Book Image

Machine Learning Techniques for Text

By : Nikos Tsourakis
Book Image

Machine Learning Techniques for Text

By: Nikos Tsourakis

Overview of this book

With the ever-increasing demand for machine learning and programming professionals, it's prime time to invest in the field. This book will help you in this endeavor, focusing specifically on text data and human language by steering a middle path among the various textbooks that present complicated theoretical concepts or focus disproportionately on Python code. A good metaphor this work builds upon is the relationship between an experienced craftsperson and their trainee. Based on the current problem, the former picks a tool from the toolbox, explains its utility, and puts it into action. This approach will help you to identify at least one practical use for each method or technique presented. The content unfolds in ten chapters, each discussing one specific case study. For this reason, the book is solution-oriented. It's accompanied by Python code in the form of Jupyter notebooks to help you obtain hands-on experience. A recurring pattern in the chapters of this book is helping you get some intuition on the data and then implement and contrast various solutions. By the end of this book, you'll be able to understand and apply various techniques with Python for text preprocessing, text representation, dimensionality reduction, machine learning, language modeling, visualization, and evaluation.
Table of Contents (13 chapters)

Extracting word representations

What does a word mean to a computer? What about an image or an audio file?
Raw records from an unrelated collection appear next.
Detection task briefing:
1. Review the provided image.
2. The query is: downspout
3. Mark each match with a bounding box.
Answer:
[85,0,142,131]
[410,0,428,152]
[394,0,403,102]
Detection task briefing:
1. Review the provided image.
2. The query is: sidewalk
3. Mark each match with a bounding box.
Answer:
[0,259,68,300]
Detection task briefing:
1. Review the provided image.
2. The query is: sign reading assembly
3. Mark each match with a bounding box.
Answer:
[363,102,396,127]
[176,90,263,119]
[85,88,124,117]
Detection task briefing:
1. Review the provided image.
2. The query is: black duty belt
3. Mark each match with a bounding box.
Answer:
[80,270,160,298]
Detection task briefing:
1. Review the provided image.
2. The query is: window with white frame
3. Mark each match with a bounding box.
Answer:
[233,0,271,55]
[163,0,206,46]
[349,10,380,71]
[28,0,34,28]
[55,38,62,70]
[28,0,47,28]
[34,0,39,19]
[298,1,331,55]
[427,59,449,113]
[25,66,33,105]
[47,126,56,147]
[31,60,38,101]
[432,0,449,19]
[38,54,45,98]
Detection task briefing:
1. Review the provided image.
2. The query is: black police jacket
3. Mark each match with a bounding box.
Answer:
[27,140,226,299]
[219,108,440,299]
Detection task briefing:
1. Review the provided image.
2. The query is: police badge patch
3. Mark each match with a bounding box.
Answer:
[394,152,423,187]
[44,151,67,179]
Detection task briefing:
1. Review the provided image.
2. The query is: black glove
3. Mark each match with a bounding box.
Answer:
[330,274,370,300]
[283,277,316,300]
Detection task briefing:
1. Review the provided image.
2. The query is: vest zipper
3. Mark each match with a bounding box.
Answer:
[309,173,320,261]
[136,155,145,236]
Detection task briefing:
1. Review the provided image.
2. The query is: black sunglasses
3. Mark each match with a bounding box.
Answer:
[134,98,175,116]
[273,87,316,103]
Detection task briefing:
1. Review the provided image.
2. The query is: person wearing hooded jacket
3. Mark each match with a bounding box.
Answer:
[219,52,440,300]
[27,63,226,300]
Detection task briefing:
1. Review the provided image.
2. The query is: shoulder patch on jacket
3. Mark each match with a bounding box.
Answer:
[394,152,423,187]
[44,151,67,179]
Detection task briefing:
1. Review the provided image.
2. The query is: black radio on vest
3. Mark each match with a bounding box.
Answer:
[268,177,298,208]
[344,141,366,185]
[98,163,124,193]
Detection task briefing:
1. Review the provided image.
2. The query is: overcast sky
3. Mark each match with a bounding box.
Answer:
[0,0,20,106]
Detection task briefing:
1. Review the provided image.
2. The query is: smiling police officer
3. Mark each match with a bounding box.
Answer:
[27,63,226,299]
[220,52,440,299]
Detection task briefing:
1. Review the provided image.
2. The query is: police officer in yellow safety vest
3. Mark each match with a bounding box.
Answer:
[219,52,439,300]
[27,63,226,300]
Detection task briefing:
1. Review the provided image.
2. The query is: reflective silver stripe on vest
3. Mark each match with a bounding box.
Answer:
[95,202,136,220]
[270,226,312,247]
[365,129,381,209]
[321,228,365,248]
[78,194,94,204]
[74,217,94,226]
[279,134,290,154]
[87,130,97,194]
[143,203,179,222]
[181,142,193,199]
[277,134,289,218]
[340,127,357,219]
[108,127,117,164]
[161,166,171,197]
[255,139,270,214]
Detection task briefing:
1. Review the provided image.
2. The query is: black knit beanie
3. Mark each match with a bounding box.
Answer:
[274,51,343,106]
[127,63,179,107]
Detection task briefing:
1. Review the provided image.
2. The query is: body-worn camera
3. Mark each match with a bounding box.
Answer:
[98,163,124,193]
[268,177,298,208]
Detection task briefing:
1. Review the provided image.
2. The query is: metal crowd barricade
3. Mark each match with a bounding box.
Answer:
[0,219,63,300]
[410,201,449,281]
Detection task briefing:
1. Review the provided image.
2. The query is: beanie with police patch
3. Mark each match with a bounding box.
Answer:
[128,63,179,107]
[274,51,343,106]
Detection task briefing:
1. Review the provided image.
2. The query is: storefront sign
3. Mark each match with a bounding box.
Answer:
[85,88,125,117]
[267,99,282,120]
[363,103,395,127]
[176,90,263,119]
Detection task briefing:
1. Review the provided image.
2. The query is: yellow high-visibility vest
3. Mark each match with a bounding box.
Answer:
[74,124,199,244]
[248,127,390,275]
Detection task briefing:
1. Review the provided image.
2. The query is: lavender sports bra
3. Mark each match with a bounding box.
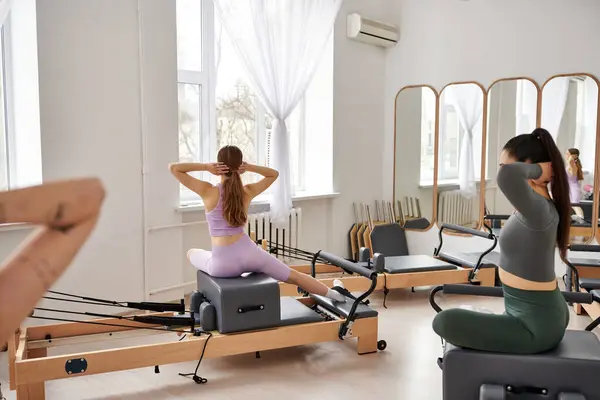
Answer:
[206,183,244,237]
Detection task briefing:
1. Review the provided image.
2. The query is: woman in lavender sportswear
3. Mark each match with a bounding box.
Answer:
[169,146,346,302]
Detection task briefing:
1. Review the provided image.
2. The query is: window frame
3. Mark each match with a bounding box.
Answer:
[176,0,306,206]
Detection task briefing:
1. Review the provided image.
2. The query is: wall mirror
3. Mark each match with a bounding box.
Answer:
[541,75,598,243]
[437,83,485,233]
[484,78,539,233]
[394,86,437,230]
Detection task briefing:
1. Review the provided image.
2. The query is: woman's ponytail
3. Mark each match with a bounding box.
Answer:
[531,128,571,259]
[223,171,248,227]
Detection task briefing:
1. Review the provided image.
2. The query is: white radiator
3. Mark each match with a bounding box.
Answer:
[438,190,473,226]
[246,208,302,260]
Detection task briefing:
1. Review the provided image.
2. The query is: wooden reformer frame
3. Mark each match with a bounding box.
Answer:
[279,264,496,296]
[8,294,378,400]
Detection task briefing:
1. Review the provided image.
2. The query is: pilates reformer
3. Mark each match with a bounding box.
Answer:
[563,244,600,319]
[281,223,495,307]
[9,251,387,400]
[429,285,600,400]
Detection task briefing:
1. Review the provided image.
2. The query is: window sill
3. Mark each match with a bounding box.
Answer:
[177,192,339,213]
[419,179,492,189]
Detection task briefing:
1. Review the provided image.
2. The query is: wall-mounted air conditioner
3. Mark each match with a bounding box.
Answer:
[346,14,400,47]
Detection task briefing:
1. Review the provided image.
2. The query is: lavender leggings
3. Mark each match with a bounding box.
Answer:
[188,235,290,282]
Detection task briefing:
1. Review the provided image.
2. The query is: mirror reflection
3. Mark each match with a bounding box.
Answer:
[394,87,437,230]
[542,76,598,243]
[437,83,484,229]
[484,79,538,233]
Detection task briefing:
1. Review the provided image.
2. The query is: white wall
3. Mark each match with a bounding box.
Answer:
[383,0,600,274]
[37,0,143,299]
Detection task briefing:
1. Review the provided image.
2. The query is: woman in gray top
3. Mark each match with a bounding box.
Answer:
[433,128,571,354]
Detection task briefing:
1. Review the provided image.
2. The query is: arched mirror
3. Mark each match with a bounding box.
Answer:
[436,83,484,233]
[483,78,539,234]
[541,75,598,243]
[394,86,437,230]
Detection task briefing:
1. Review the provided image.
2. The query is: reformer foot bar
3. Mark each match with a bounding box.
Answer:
[429,285,600,400]
[433,220,502,283]
[563,244,600,319]
[280,224,496,295]
[9,252,386,400]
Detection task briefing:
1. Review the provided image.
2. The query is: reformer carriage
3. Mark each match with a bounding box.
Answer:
[9,252,386,400]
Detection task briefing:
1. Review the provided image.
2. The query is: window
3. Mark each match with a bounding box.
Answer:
[176,0,333,205]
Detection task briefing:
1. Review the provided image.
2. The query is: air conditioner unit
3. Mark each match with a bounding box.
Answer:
[346,14,400,47]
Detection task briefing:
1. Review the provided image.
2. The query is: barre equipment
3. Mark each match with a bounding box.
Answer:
[190,247,377,340]
[429,284,600,400]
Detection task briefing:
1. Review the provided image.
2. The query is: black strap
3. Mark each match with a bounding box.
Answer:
[238,304,265,314]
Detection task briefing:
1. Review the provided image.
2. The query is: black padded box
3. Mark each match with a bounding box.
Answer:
[198,271,281,333]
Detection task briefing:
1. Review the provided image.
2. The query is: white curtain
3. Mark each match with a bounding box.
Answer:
[542,76,570,140]
[0,0,14,25]
[214,0,342,224]
[574,78,598,173]
[444,84,483,196]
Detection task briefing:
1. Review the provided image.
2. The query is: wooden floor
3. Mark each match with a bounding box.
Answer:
[0,289,599,400]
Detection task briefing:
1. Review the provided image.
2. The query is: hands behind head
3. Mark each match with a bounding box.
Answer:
[208,162,248,175]
[533,162,554,186]
[208,162,229,176]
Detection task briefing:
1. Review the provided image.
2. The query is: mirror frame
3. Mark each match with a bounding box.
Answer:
[538,72,600,244]
[392,85,440,232]
[392,72,600,244]
[479,76,542,227]
[433,81,488,237]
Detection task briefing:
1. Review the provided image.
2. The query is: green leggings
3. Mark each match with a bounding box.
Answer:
[433,285,569,354]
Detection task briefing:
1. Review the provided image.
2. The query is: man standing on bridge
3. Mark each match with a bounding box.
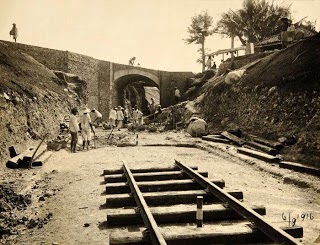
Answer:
[9,23,18,43]
[129,57,136,66]
[174,87,181,103]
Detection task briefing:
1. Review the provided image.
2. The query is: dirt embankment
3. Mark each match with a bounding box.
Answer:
[199,34,320,166]
[0,42,84,169]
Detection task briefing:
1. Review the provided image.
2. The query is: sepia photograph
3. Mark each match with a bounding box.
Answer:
[0,0,320,245]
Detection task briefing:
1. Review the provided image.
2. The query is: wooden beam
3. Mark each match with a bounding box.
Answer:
[175,160,301,245]
[237,147,280,163]
[105,190,243,207]
[123,163,167,245]
[221,131,246,146]
[109,223,303,245]
[103,165,198,175]
[104,171,208,183]
[107,204,266,226]
[246,141,279,156]
[106,179,225,194]
[249,134,284,151]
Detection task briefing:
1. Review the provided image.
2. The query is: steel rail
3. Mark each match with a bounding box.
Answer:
[175,160,301,244]
[123,162,167,245]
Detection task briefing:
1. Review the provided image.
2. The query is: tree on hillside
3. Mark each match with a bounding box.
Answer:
[185,11,213,71]
[216,0,290,45]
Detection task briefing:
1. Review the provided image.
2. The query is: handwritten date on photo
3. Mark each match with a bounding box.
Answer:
[282,212,314,227]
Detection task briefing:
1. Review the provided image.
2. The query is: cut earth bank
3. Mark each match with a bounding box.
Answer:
[0,128,320,245]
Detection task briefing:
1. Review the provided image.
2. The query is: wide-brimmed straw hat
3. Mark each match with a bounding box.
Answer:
[81,106,90,114]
To put it simply, nothing. A computer circuit can only process signals that contain two voltage levels or states, similar to an on-off switch. This representation is the well-known binary system where every quantity is expressed as a sequence of 1s (high voltage) and 0s (low voltage). For example, the number 1001 in binary is 9 in decimal (the numerical system humans employ). Computers utilize this representation to encode the pixels of an image, the samples of an audio file, a word, and much more, as illustrated in Figure 2.3:

Figure 2.3 – Image pixels, audio samples, and words represented with numbers

Figure 2.3 – Image pixels, audio samples, and words represented with numbers

Based on this representation, our computers can make sense of the data and process it the way we wish, such as by rendering an image on the screen, playing an audio track, or translating an input sentence into another language. As the book focuses on text, we will learn about the standard approaches for representing words in a piece of text data. More advanced techniques are a subject in the subsequent chapters.

Using label encoding

In ML problems, there are various ways to represent words; label encoding is the simplest form. For example, consider this quote from Aristotle: a friend to all is a friend to none. Using the label-encoding scheme and a dictionary with words to indices (a:0, all:1, friend:2, is:3, none:4, to:5), we can produce the mapping shown in Table 2.2:

Table 2.2 – An example of using label encoding

Table 2.2 – An example of using label encoding

We observe that a numerical sequence replaces the words in the sentence. For example, the word friend maps to the number 2. In Python, we can use the LabelEncoder class from the sklearn module and feed it with the quote from Aristotle:

from sklearn.preprocessing import LabelEncoder
# Create the label encoder and fit it with data.
labelencoder = LabelEncoder()["a", "all", "friend", "is", "none", "to"])
# Transform an input sentence.
x = labelencoder.transform(["a", "friend", "to", "all", "is", "a", "friend", "to", "none"])
>> [0 2 5 1 3 0 2 5 4]

The output is the same array as the one in Table 2.2. There is a caveat, however. When an ML algorithm uses this representation, it implicitly considers and tries to exploit some kind of order among the words, for example, a<friend<to (because 0 < 2 < 5). This order does not exist in reality. On the other hand, label encoding is appropriate if there is an ordinal association between the words. For example, the good, better, and best triplet can be encoded as 1, 2, and 3, respectively. Another example is online surveys, where we frequently use categorical variables with predefined values for each question, such as disagree=-1, neutral=0, and agree=+1. In these cases, label encoding can be more appropriate, as the associations good<better<best and disagree<neutral<agree make sense.

Using one-hot encoding

Another well-known word representation technique is one-hot encoding, which codifies every word as a vector with zeros and a single one. Notice that the position of the one uniquely identifies a specific word; consequently, no two words exist with the same one-hot vector. Table 2.3 shows an example of this representation using the previous input sentence from Aristotle:

Table 2.3 – An example of using one-hot encoding

Table 2.3 – An example of using one-hot encoding

Observe that the first column in the table includes all unique words. The word friend appears at position 3, so its one-hot vector is [0, 0, 1, 0, 0, 0]. The more unique words in a dataset, the longer the vectors are because they depend on the vocabulary size.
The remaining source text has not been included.